Prosker se volvió hacia él.

—Déjeme hacerle una pregunta hipotética. ¿Dejaría que me largase antes de entregarle el diamante?

—Eso no es ni siquiera gracioso —dijo Dortmunder.

—Es lo que pensaba —respondió Prosker, y extendió las manos abiertas, diciendo—: En ese caso, lo siento, pero nunca lo conseguirán.

—¡Lo voy a matar! —gritó Greenwood; Murch, Chefwick y Kelp se acercaron para escuchar la conversación.
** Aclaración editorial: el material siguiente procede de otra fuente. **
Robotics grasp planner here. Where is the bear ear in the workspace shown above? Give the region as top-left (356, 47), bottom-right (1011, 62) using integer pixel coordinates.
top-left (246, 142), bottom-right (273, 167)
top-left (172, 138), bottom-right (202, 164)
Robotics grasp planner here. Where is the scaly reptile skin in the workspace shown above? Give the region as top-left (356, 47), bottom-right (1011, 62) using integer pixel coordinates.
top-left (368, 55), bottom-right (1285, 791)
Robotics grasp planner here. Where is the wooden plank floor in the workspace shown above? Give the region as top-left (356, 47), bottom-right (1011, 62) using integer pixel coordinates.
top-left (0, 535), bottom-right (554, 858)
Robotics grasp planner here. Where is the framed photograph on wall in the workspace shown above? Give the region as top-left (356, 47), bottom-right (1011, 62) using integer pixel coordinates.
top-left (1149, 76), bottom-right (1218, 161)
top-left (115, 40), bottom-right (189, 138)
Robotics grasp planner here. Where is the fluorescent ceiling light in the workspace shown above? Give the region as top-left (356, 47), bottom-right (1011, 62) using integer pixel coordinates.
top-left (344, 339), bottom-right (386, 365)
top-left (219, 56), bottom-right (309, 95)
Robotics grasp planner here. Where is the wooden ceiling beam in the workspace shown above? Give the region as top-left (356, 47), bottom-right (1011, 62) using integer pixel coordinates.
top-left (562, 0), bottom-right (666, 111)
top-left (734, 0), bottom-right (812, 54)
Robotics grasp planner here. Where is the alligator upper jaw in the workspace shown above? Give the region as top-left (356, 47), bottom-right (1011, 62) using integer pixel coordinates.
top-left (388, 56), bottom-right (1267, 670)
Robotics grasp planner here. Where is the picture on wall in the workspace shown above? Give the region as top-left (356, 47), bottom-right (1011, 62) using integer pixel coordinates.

—Explíquese —dijo Dortmunder.

—El diamante está en mi caja fuerte, en un banco de la Quinta Avenida y la Calle 46, en Manhattan. Sólo existen dos llaves para abrir la caja: la mía y la del banco. Las cláusulas del banco exigen que yo baje al sótano acompañado únicamente por un funcionario del banco. Los dos debemos estar solos, en el sótano tengo que firmar en un libro, y ellos comparan la firma con la que tienen registrada. En otras palabras, debo ser yo y debo estar solo. Si les doy mi palabra de honor de que no le diré al funcionario del banco que llame a la policía mientras estemos allí abajo, ustedes no me creerán, y no les culpo. Yo tampoco lo creería. Si quieren, pueden vigilar el banco y secuestrarme cada vez que entre o salga de allí, pero eso sólo significaría que el diamante seguiría estando allí, inútil para mí e inútil para ustedes.

—Mierda —dijo Dortmunder.

—Lo siento —añadió Prosker—. Lo siento de veras. Si hubiera dejado la piedra en cualquier otro sitio, estoy seguro de que podríamos haber llegado a un acuerdo. Me habrían compensado por el tiempo perdido y mis gastos…

—¡Debería romperle la jeta! —gritó Greenwood.

—Tranquilo —le dijo Dortmunder. Y agregó, dirigiéndose a Prosker—: Continúe.

Prosker se encogió de hombros.

—El problema es insoluble. Puse el diamante donde nadie pudiera sacarlo.

—¿Dónde está la llave?

—¿De la caja? En mi estudio, en la ciudad. Escondida. Si piensan mandar a alguien que falsifique mi firma, permítanme ser un buen tipo y decirles que dos de los funcionarios del banco me conocen bastante bien. Es posible que su falsificador no se encuentre con ninguno de los dos, pero no creo que deban contar con eso.

—Dortmunder, ¿qué pasa si matamos a este piojo? —preguntó Greenwood—. Su mujer heredaría, ¿no es así? Entonces podremos conseguir el diamante a través de ella.

—No, eso no resultaría —contestó Prosker—. En caso de que yo muriera, la caja se abriría en presencia de mi mujer, de dos funcionarios del banco, el abogado de mi mujer y, sin duda alguna, alguien de la oficina legal de testamentos. Mucho me temo que mi mujer no se llevaría nunca a casa el diamante.

—Que se vayan todos a la mierda —dijo Dortmunder.

—Sabes lo que esto significa, Dortmunder —murmuró Kelp.

—No quiero oírlo —respondió Dortmunder.

—Tendremos que atracar ese banco —dijo Kelp.

—Lo siento —dijo Prosker con vivacidad—. Pero no hay nada que hacer. —Greenwood le dio un puñetazo en el ojo y Prosker cayó de espaldas en la fosa.

—¿Dónde está la pala? —preguntó Greenwood, pero Dortmunder exclamó:

—¡Un momento! Sacadlo de ahí y llevadlo al camión.

—¿Adónde vamos? —preguntó Murch.

—De vuelta a la ciudad —contestó Dortmunder—. Para poner al día al mayor.